Understanding the slope of a line is critical when learning algebra and geometry. The slope is a measure of how steep a line is. It is usually represented by the letter 'm' and is calculated as the 'rise over run,' which means the vertical change divided by the horizontal change between two points on the line. To find the slope of a line given by the equation in the form of ax + by = c, one can use the formula m = -a/b.

For example, in our exercise equation 6x - 2y + 8 = 0, identifying a as 6 and b as -2, we substitute them into our formula to get m = -6/-2, which simplifies to m = 3. Thus, the slope of the line is 3, indicating that for every unit increase in x, y increases by 3 units. This value not only tells us the inclination of the line as an abstract number but now serves as a significant input to find the angle of inclination.

Angle measurement can be in degrees or radians—the two major units used in mathematics.
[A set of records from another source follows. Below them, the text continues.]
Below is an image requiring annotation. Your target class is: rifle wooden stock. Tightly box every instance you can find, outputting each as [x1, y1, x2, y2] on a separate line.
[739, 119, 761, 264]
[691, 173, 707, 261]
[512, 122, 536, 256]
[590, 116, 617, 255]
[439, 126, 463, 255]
While degrees are often used in daily life and earlier education, radians are the standard unit of angular measure used in advanced mathematics and sciences. To convert radians to degrees, one can use the formula degree = radian * (180/π).

In our exercise, after finding the inclination in radians to be approximately 1.249, we need to convert this value into degrees. Applying our conversion formula, we get 1.249 * (180/π) which equals approximately 71.57 degrees. Understanding this conversion is essential when working with trigonometric functions and interpreting angles for practical applications, like navigation or engineering projects.

The arctan function, also known as the inverse tangent function, is used to find the angle whose tangent is a given number. It's symbolized as arctan or tan^-1. This function is crucial for converting the slope of a line into the angle of inclination, which can be more understandable and visually relatable.

In the context of our exercise, after determining the slope of the line to be 3, we can find the inclination angle in radians by calculating arctan(3). This gives us an angle in radians, which we can then easily convert to degrees if needed. It's important to remember that while the slope provides us with a ratio, the arctan function translates that ratio into an actual angle, which describes the steepness in terms of degrees or radians.